Suppose $f ∈ L^{1}([0, 1])$. Prove that $lim$ $ε→0^{+} \int_{[0,ε]} f dµ = 0$
My attempt at proof:
Let $B_N$ be an open ball of radius $N$ centred at origin.
$E_N:=$ {$x: f(x)\leq N$}
$f_N(x):=f(x) \chi_{E_N}$
$f_N$ is measurable.
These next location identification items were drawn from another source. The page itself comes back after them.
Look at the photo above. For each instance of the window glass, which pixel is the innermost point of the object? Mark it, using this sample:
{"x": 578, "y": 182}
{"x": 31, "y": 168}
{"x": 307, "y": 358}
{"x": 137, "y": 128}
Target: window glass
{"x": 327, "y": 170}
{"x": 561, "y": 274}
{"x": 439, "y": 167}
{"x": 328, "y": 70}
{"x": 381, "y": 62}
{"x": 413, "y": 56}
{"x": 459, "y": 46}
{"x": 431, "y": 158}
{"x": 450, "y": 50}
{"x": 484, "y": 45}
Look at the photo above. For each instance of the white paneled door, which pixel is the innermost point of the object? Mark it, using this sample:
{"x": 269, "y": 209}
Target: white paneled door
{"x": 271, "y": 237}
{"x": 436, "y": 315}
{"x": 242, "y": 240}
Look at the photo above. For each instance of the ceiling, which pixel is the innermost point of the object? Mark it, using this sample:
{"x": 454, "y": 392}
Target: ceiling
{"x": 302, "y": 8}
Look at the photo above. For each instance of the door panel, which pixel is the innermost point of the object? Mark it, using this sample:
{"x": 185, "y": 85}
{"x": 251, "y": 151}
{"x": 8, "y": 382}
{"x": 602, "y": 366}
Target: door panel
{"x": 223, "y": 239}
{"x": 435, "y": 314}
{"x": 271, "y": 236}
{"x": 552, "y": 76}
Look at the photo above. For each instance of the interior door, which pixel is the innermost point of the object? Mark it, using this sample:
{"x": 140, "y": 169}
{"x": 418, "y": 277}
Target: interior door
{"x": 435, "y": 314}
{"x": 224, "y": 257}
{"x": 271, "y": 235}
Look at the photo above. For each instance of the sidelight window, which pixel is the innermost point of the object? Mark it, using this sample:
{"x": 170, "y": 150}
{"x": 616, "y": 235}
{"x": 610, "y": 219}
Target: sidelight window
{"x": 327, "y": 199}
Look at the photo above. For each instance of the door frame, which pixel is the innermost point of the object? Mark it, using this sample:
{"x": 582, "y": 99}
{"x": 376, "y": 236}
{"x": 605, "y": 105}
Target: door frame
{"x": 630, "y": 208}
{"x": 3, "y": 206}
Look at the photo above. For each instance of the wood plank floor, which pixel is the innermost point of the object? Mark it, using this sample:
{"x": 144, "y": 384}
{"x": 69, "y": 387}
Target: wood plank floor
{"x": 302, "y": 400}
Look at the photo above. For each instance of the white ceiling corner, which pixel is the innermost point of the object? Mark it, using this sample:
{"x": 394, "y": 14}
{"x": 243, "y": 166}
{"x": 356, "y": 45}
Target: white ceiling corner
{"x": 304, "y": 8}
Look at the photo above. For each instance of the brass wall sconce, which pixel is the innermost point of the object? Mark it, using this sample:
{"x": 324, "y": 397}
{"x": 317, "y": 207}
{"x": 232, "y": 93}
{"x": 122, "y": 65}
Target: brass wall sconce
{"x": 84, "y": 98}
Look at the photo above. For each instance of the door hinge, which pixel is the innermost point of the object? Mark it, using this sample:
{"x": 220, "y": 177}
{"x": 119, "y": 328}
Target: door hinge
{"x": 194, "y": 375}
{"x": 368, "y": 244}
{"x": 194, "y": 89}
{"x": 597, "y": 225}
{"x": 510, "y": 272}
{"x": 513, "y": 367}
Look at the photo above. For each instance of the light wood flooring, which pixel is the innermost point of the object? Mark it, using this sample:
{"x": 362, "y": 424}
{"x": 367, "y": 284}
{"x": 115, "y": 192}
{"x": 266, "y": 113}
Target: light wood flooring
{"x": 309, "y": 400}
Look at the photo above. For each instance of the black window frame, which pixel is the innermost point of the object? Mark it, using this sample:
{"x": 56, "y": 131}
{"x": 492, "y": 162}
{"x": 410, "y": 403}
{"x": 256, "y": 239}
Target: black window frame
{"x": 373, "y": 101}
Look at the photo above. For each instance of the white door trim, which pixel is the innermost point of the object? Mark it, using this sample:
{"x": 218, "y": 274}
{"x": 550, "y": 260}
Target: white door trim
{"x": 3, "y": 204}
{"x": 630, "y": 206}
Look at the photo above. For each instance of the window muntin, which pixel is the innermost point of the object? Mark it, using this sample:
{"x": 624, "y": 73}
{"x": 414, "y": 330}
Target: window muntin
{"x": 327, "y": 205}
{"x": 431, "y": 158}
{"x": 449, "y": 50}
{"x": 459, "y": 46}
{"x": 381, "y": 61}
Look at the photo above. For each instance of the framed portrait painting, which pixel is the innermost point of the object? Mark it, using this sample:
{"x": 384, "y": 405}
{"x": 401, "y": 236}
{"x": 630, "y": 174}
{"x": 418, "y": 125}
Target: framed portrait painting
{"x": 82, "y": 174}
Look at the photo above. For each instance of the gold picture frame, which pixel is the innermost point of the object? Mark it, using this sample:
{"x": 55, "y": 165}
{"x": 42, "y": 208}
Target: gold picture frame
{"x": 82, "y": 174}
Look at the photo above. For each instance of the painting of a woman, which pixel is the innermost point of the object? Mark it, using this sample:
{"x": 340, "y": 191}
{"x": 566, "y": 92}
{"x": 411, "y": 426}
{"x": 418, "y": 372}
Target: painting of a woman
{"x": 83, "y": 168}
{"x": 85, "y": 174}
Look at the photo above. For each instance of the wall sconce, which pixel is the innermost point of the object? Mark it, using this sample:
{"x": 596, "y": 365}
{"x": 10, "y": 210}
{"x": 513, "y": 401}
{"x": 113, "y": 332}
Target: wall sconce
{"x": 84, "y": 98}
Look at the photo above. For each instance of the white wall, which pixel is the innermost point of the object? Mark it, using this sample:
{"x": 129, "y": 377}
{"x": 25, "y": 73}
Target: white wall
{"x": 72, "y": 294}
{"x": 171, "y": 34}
Also, $f_{N+1}\geq f_{N}$ and $lim _N\to \infty f_N(x)=f(x)$
By Monotone Convergence Theorem,
$lim _N\to \infty \int_{[0,1]} f_N d\mu=\ \int_{[0,1]} f d\mu$
$\implies 0\leq \int_{[0,1]} f(x)\ d\mu- \int_{[0,1]} f(x)\chi_{E_N}\ d\mu<\epsilon/2$ for some $\epsilon$
$\implies \int_{[0,1]} [f(x)-f_N(x)]\ d\mu<\epsilon/2$.
$\mu([0,\epsilon])=\epsilon$.
So, $\int_{[0,\epsilon]} f\ d\mu= \int_{[0,\epsilon]} [f-f_N]\ d\mu+\int_{[0,\epsilon]} f_N\ d\mu\leq \int_{[0,1]} [f-f_N]\ d\mu + \int_{[0,\epsilon]} f_N\ d\mu \leq \epsilon/2+N \epsilon$
Please suggest if the proof is correct.
Let us assume $f\ge 0$.
Consider the sequence $f_\epsilon = f\times 1_{(0,\epsilon)}$. $f_\epsilon$ decreases when $\epsilon\to 0$ as $f\ge 0$, and $f_\epsilon (x) \to 0$ pointwise.
Applying the monotonic convergence theorem, you get $$ \int_0^\epsilon fd\mu = \int f_\epsilon d\mu\to 0 $$
When $f\in L^1$, write $f = f^+ - f^-$ with $f^\pm \ge 0$. And apply the first part twice.